Para uma viagem sempre é importante levar o que é necessário e evitar cargas e pesos que são dispensáveis. De modo semelhante, durante o Advento, como comunidade de fé, preparamo-nos para viver o novo ano e devemos escolher o que é necessário e imprescindível para este tempo, deixando de lado tudo o que não é necessário ou útil e que significa uma carga que dificultará a nossa caminhada.
2. Exegese
O texto que estamos analisando (Lc 21.25-36) faz parte de uma passagem maior, que vai de 21.5 a 38. O início do capítulo é a conhecida cena da oferta da viúva com a observação e admoestação de Jesus a seus discípulos. Não resta dúvida de que Lucas valeu-se de Marcos 13 como fonte, fazendo as adaptações adequadas para a compreensão de seus leitores. Alguns comenta ristas observam que a diferença entre Lucas e Marcos deve-se a um deslocamento temporal: o que é futuro para Marcos já é passado e presente para Lucas (queda de Jerusalém e perseguições); além disso, Lucas faz as alterações necessárias para adequar o relato de Marcos a outros leitores, a saber, os gentios que já faziam parte das comunidades cristãs.
Antes de chegar ao nosso texto, temos ainda outros temas: 5-6: anúncio da destruição do templo; 7-19: sinais e perseguição; 20-24: a destruição de Jerusalém.
A razão de todo o texto encontra-se na pergunta dos discípulos em 21.7: Quando sucederá tudo isso? E que sinal haverá de quando essas coisas estiverem para se cumprir?. Sem a pergunta como ponto de partida, toda a sequência restante não faz sentido.
Ainda assim, o nosso trecho pode ser dividido em três partes: 1) 25-28: a vinda do Filho do Homem; 2) 29-33: o sinal da figueira; 3) 34-36: o estar alerta.
1 – Em seguida ao cerco a Jerusalém, “o tempo dos pagãos”, serão vistos os sinais cósmicos: sol, lua e as estrelas (Gn 1.14-18) e o bramido do mar e das ondas (Gn 1.9-10). Isso nos dá uma ideia da confusão da boa ordem que Deus havia estabelecido no princípio dos tempos. O temor e o terror das nações e dos seres humanos diante das forças que não conseguem controlar em toda a terra ultrapassam as fronteiras de Israel e do Império Romano. As nações que se apropriam de bens e vidas de outros descobrem-se impotentes. O poder do Filho do Homem irromperá ali onde perseguidos, mártires e subjugados puderem levantar as suas cabeças. Lucas faz uma distinção entre os que serão testemunhas e os que são atingidos por esses acontecimentos: “os homens” aterrorizados (26) e “vocês” que serão libertados. Os mesmos acontecimentos cósmicos terão consequências distintas para uns e para outros: o que para uns acarreta terror e morte, para outros dará ânimo e trará libertação.

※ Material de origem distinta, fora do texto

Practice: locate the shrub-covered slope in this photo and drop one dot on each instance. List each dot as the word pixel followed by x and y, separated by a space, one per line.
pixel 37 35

2 – É importante ler os tempos, pois há dados na natureza que nos informam sobre o momento que vivemos. Por analogia, assim como lemos a natureza para situar-nos nas estações, é necessário ler também a realidade social, econômica, política... e sem qualquer dúvida, hoje temos que incluir a leitura ecológica, que nos permite saber onde estamos e para onde vamos. Vale lembrar que cada geração ou a humanidade como um todo têm seu momento, seu tempo que devem ser compreendidos corretamente em vista do futuro.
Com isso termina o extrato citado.